Remix clone Hacker News

new | show | ask | jobs Github

	▲	Kayou 3 hours ago
		Wait, the Q4 quantization which is more than 20GB fits in your 16GB GPU ? I didn't know that was possible, I was always restricting myself to smaller model than the VRAM I had
	▲	segmondy 3 hours ago \| parent \| next [-]
		llama.cpp is designed for partial offloading, the most important part of the model will be loaded into the GPU and the rest on system ram. I run 500B+ models such as DeepSeek/KimiK2.5/GLM-5 without having that much GPU vram.
	▲	Koffiepoeder an hour ago \| parent \| prev \| next [-]
		The A3B part in the name stands for `Active 3B`, so for the inference jobs a core 3B is used in conjunction with another subpart of the model, based on the task (MoE, mixture of experts). If you use these models mostly for related/similar tasks, that means you can make do with a lot less than the 35B params in active RAM. These models are therefore also sometimes called sparse models.

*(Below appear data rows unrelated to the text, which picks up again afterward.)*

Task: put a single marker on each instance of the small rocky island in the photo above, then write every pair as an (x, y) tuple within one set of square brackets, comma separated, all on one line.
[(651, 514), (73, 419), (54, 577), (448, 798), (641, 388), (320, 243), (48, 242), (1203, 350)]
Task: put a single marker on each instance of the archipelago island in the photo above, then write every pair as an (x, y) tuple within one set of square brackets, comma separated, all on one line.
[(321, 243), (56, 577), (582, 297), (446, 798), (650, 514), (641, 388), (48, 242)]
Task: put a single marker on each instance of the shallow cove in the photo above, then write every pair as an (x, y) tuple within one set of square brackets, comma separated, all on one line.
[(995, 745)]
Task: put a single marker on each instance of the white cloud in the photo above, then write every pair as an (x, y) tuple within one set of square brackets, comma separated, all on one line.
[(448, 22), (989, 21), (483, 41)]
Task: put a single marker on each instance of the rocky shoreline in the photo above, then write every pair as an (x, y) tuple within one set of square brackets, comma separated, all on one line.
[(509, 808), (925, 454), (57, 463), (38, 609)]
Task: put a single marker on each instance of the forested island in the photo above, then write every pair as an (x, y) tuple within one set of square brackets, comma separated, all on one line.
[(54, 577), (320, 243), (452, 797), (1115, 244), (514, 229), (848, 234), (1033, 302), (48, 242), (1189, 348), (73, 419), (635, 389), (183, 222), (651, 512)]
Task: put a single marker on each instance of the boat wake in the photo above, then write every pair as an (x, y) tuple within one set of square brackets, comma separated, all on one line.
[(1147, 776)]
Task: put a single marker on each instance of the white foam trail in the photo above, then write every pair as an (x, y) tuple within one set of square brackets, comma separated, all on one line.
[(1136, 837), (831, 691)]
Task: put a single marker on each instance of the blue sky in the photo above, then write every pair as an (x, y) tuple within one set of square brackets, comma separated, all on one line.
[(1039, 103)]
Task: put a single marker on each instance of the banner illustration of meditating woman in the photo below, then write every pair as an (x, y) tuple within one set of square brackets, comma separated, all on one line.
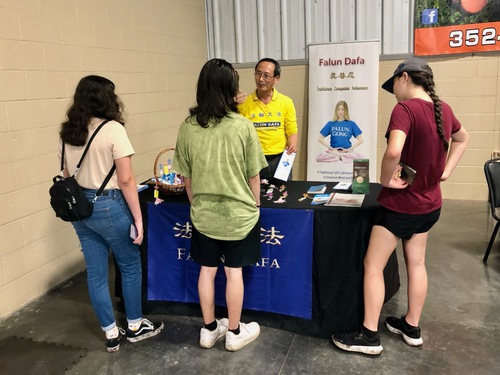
[(342, 131)]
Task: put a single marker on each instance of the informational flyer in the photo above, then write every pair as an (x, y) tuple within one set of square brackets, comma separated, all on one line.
[(343, 105)]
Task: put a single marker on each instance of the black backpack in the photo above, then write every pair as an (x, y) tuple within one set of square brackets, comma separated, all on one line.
[(66, 195)]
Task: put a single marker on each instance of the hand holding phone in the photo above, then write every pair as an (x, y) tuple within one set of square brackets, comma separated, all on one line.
[(407, 173)]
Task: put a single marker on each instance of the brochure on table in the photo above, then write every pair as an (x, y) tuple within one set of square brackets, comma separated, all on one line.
[(284, 166)]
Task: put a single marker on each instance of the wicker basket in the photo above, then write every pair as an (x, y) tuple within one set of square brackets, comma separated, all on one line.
[(161, 185)]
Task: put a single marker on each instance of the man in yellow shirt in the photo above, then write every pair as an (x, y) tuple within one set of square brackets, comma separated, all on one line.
[(273, 115)]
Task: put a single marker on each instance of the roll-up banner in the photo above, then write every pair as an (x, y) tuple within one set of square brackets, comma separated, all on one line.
[(343, 103)]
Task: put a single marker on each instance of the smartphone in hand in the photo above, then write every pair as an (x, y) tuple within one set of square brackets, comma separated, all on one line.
[(133, 232)]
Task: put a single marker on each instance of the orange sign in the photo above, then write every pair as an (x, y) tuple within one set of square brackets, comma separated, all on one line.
[(478, 37)]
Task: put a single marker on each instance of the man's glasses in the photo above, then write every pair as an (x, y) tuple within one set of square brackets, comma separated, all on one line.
[(265, 76)]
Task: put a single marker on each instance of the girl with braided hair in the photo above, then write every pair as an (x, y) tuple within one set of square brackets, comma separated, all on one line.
[(423, 133)]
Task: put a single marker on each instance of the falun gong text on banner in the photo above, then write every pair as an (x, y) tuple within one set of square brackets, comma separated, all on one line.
[(343, 95), (457, 26), (281, 282)]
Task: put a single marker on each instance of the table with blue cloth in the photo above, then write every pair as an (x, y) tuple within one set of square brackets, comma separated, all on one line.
[(339, 243)]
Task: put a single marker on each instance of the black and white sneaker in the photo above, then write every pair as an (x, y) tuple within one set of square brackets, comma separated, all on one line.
[(146, 330), (399, 326), (357, 342), (113, 343)]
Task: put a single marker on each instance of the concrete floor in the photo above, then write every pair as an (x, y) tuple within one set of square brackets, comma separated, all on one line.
[(460, 324)]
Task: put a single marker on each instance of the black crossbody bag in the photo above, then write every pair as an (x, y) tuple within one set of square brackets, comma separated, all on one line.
[(67, 197)]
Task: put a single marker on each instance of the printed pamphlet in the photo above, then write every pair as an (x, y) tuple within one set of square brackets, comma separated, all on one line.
[(346, 200), (318, 189)]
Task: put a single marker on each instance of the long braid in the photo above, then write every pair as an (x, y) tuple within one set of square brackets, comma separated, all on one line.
[(426, 81)]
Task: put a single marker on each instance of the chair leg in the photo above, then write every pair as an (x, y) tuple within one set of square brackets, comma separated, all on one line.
[(492, 239)]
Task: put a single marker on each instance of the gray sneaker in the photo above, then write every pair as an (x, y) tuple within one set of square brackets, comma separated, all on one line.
[(208, 338), (248, 333)]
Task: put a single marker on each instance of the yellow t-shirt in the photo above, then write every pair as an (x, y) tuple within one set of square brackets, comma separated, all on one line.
[(274, 122)]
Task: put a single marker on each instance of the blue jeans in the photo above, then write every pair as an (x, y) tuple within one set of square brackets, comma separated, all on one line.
[(108, 228)]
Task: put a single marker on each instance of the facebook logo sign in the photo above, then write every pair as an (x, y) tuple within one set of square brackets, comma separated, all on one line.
[(429, 16)]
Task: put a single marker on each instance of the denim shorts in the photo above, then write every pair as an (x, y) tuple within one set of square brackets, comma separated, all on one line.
[(211, 252), (404, 226)]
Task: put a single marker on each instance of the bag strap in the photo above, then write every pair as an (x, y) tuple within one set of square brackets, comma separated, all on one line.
[(88, 145), (110, 174), (84, 151)]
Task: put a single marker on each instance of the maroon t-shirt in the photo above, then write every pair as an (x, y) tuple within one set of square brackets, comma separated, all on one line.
[(423, 151)]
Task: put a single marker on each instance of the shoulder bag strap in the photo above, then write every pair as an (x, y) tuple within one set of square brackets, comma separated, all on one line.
[(88, 145), (106, 180), (62, 160)]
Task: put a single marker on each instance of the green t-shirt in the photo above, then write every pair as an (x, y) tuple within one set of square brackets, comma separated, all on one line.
[(220, 159)]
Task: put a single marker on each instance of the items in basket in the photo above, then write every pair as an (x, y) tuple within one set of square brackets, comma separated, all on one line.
[(168, 176)]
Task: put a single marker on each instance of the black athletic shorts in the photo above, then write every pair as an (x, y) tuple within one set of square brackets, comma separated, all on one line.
[(210, 252), (404, 226)]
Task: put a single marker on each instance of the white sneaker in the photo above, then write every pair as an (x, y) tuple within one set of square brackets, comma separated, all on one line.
[(248, 333), (208, 338)]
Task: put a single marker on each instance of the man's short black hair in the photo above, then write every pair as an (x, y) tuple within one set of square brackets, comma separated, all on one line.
[(277, 67)]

	▲	Maxious 3 hours ago \| parent \| prev \| next [-]
		Yep. These Mixture of Experts models are well suited for paging in only the relevant data for a certain task https://huggingface.co/blog/moe There's some experiments of just removing or merging experts post training to shrink models even more https://bknyaz.github.io/blog/2026/moe/
	▲	nurettin an hour ago \| parent \| prev [-]
		This is why they say "A3B" meaning only 3B is active at a time, limiting VRAM usage.